A modalidade de contrato de franquia praticada pela Shell também merece avaliação cuidadosa. Embora, de acordo com James Assis, este tipo de contrato siga a legislação específica do mercado de franquias, muitas vezes o revendedor pode se frustrar com a proposta. Foi o que aconteceu com o empresário Wilson Roberto Cerruci, que em 1999 tornouse um varejista da Shell, contrato que anos depois evoluiu para o de franchising . Cerruci, que assumiu um posto revendedor na cidade de Sorocaba (SP), contou que o contrato de franquia não era claro e a margem com que trabalhava, para atender ao volume negociado com a bandeira, era mínima. Nos dez anos em que ficou à frente do empreendimento, a Shell postergou uma reforma que havia prometido, e que inclusive estava sendo cobrada pela Cetesb (órgão ambiental licenciador). “Até na própria prefeitura as plantas do posto estavam desatualizadas. A Shell prometeu uma loja de conveniência e uma reforma para adequação ambiental, iniciativas que poderiam atrair mais movimento para o posto e contribuir para melhorar a margem, mas protelou isso durante anos. Até que no ano passado pediu o encerramento do contrato, alegando que o proprietário do terreno não renovou o contrato de locação do imóvel”, contou. Hoje o posto está fechado.

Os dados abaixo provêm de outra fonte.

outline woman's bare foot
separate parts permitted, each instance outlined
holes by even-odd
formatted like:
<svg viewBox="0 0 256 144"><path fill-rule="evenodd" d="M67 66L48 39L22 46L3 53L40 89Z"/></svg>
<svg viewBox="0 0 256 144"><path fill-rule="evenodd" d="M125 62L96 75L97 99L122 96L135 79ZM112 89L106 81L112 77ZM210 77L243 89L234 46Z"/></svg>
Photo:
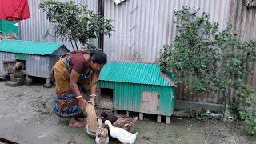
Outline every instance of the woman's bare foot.
<svg viewBox="0 0 256 144"><path fill-rule="evenodd" d="M74 118L70 118L70 123L69 126L70 127L85 127L86 122L82 121L79 121L75 119Z"/></svg>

Segundo James Assis, o encerramento do contrato por conta do pedido do imóvel por parte do proprietário é legítimo e previsto no documento assinado por ambas as partes. “O contrato de franquias lista uma série de possibilidades de encerramento do contrato, que podem ser adotadas por ambas as partes, tanto contratante quanto contratado. A solicitação do imóvel pelo proprietário é uma das razões, isso está claro no documento e não é motivo para indenização”, defendeu o executivo, alegando ainda que o revendedor ficou inadimplente com outras obrigações assumidas perante a Shell, entre elas uma dívida de mais de R$ 170 mil.“Claro que, quando existem dúvidas não previstas em contrato, é necessário um árbitro para avaliar a situação, caso em que uma ação judicial se torna válida. Mas não é o caso nesta situação específica”, disse. De acordo com Assis, das pouco mais de 100 franquias atuais, apenas três foram encerradas com ações judiciais. “E esta informação inclusive está disponível na nossa Circular de Oferta de Franquia, basta o interessado em se tornar um franqueado checar. Ele pode – e deve – entrar em contato com os franqueados e também com os que discutem judicialmente pontos da relação contratual, para tomar a melhor decisão, baseada em fatos concretos”, afirma.
Gustavo Tavares, no entanto, sugere muito cuidado antes de assinar um contrato de franquia. “Além de ter que pagar preços diferenciados nos produtos, os revendedores são obrigados a pagar royalties à distribuidora”, ressalta, lembrando ainda que há a possibilidade de maior ingerência por parte das companhias nestes postos. “Ao analisar o caso acima exposto, numa operação tradicional, seria bem mais difícil a companhia desalojar um revendedor que trabalhou no local por mais de dez anos, sem qualquer tipo de indenização prévia”, afirma.